1. Field of the Invention
Exemplary aspects of the present invention relate to a fixing device and an image forming apparatus, and more particularly, to a fixing device for fixing a toner image on a recording medium and an image forming apparatus incorporating the fixing device.
2. Description of the Related Art
Related-art image forming apparatuses, such as copiers, facsimile machines, printers, or multifunction printers having at least one of copying, printing, scanning, and facsimile functions, typically form an image on a recording medium according to image data. Thus, for example, a charger uniformly charges a surface of a photoconductor; an optical writer emits a light beam onto the charged surface of the photoconductor to form an electrostatic latent image on the photoconductor according to the image data; a development device supplies toner to the electrostatic latent image formed on the photoconductor to render the electrostatic latent image visible as a toner image; the toner image is directly transferred from the photoconductor onto a recording medium or is indirectly transferred from the photoconductor onto a recording medium via an intermediate transfer belt; finally, a fixing device applies heat and pressure to the recording medium bearing the toner image to fix the toner image on the recording medium, thus forming the image on the recording medium.
Such fixing device is requested to shorten a first print time taken to output the recording medium bearing the toner image onto the outside of the image forming apparatus after the image forming apparatus receives a print job. Additionally, the fixing device is requested to reduce power consumption.
To address these requests, the fixing device may employ a thin endless belt having a decreased thermal capacity and therefore heated quickly by a heater.

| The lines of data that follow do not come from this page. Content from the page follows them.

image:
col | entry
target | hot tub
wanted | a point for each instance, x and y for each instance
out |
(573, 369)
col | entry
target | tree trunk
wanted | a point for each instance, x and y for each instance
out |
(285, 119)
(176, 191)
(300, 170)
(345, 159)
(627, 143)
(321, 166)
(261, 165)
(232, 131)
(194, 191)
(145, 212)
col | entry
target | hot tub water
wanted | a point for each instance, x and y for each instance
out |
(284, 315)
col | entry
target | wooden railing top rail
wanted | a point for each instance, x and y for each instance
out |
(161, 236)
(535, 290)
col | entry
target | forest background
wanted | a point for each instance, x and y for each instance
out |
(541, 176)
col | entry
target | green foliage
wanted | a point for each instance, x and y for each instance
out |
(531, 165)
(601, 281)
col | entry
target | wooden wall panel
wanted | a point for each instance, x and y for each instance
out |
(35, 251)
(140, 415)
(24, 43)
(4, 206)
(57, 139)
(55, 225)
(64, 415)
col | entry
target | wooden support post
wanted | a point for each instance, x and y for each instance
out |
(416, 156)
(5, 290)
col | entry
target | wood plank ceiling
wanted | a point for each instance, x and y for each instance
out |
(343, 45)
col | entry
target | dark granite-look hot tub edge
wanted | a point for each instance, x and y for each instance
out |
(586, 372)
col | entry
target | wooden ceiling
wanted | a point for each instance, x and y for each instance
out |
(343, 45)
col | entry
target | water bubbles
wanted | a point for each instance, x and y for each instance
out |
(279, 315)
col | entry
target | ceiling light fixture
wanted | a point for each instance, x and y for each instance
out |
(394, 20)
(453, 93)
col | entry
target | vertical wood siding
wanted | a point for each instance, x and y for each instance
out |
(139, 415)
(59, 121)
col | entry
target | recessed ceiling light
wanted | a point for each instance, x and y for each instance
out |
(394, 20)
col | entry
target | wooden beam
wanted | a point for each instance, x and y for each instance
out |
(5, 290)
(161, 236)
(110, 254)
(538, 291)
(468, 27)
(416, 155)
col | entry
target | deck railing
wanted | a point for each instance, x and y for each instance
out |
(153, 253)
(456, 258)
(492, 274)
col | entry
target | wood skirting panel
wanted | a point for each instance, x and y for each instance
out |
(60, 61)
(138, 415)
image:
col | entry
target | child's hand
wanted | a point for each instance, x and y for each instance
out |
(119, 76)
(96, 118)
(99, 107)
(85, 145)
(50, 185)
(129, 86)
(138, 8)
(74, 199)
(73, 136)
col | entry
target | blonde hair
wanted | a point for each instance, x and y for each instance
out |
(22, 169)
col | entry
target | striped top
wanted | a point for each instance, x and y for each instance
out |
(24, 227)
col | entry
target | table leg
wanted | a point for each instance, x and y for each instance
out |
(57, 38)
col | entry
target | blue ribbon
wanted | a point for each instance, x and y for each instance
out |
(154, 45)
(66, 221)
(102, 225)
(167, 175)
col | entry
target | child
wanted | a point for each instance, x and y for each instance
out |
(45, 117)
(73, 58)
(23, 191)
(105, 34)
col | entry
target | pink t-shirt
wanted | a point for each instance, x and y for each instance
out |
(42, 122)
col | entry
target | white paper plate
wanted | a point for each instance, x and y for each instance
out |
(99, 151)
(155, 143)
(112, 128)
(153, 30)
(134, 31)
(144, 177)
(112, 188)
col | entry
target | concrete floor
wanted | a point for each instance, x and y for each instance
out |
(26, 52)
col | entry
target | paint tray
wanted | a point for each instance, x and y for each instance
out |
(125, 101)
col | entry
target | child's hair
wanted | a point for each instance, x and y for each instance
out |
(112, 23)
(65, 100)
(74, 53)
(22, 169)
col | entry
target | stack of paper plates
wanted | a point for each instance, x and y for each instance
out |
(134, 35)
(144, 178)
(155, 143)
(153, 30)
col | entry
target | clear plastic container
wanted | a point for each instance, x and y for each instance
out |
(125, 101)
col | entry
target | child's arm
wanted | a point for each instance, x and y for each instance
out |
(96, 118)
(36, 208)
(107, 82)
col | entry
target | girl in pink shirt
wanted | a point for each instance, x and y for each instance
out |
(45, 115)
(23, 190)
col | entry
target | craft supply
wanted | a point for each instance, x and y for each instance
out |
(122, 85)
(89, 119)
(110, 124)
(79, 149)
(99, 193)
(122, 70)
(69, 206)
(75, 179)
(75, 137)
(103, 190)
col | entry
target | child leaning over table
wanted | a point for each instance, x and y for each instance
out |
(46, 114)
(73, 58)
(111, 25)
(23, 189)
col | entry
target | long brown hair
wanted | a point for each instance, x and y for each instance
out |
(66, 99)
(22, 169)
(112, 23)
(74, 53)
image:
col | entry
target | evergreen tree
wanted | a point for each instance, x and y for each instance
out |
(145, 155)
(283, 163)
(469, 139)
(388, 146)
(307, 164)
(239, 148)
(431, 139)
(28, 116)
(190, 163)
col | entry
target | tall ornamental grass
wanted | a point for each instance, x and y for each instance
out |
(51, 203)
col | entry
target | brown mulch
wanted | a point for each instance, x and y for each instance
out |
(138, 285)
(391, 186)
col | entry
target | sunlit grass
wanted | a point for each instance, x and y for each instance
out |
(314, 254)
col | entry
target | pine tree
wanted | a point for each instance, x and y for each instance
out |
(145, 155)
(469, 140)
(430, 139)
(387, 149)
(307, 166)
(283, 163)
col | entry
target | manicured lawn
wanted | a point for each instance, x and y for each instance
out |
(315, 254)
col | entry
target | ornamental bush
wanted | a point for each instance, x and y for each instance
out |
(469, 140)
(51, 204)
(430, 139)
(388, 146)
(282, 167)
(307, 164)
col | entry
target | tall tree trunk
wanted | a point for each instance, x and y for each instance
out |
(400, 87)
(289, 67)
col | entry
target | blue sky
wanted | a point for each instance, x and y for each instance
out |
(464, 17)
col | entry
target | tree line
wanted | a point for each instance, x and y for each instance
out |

For example, a pressing roller is pressed against a nip formation assembly disposed inside a loop formed by the endless belt to form a fixing nip between the pressing roller and the endless belt. The heater disposed inside the loop formed by the endless belt heats the endless belt throughout the width in the axial direction thereof. As the pressing roller and the endless belt rotate and convey the recording medium bearing the toner image through the fixing nip, the endless belt and the pressing roller apply heat and pressure to the recording medium, thus fixing the toner image on the recording medium. Since the heater heats the endless belt directly, the endless belt is heated to a predetermined fixing temperature quickly, thus meeting the above-described requests of shortening the first print time and reducing power consumption.
As the recording medium bearing the toner image passes through the fixing nip, it travels over a center of the endless belt in the axial direction thereof. Accordingly, both lateral ends of the endless belt in the axial direction thereof where the recording medium does not travel are subject to damage, for example, thermal damage and mechanical damage.
For example, as the recording medium travels over the center of the endless belt in the axial direction thereof, it draws heat from the center of the endless belt. Conversely, at both lateral ends of the endless belt in the axial direction thereof where the recording medium does not travel, heat is not drawn therefrom to the recording medium. Accordingly, both lateral ends of the endless belt may overheat, resulting in thermal damage of the endless belt.
On the other hand, as the recording medium is discharged from the fixing nip, it may adhere to the endless belt and thereby may not be discharged from the fixing device smoothly. To address this problem, a separator may be disposed opposite the outer circumferential surface of the endless belt at each lateral end of the endless belt in the axial direction thereof. As the recording medium is discharged from the fixing nip, the separator comes into contact with the leading edge of the recording medium, separating the recording medium from the endless belt. However, if the recording medium is accidentally jammed between the endless belt and the separator, a user may pull the jammed recording medium upward to remove it from between the endless belt and the separator. Accordingly, the recording medium pulled upward lifts and spaces the separator apart from the endless belt. However, after the jammed recording medium is removed, the separator no longer lifted by the recording medium may fall and strike the endless belt by resilience of a spring anchored to the separator, thus mechanically deforming or damaging both lateral ends of the endless belt in the axial direction thereof.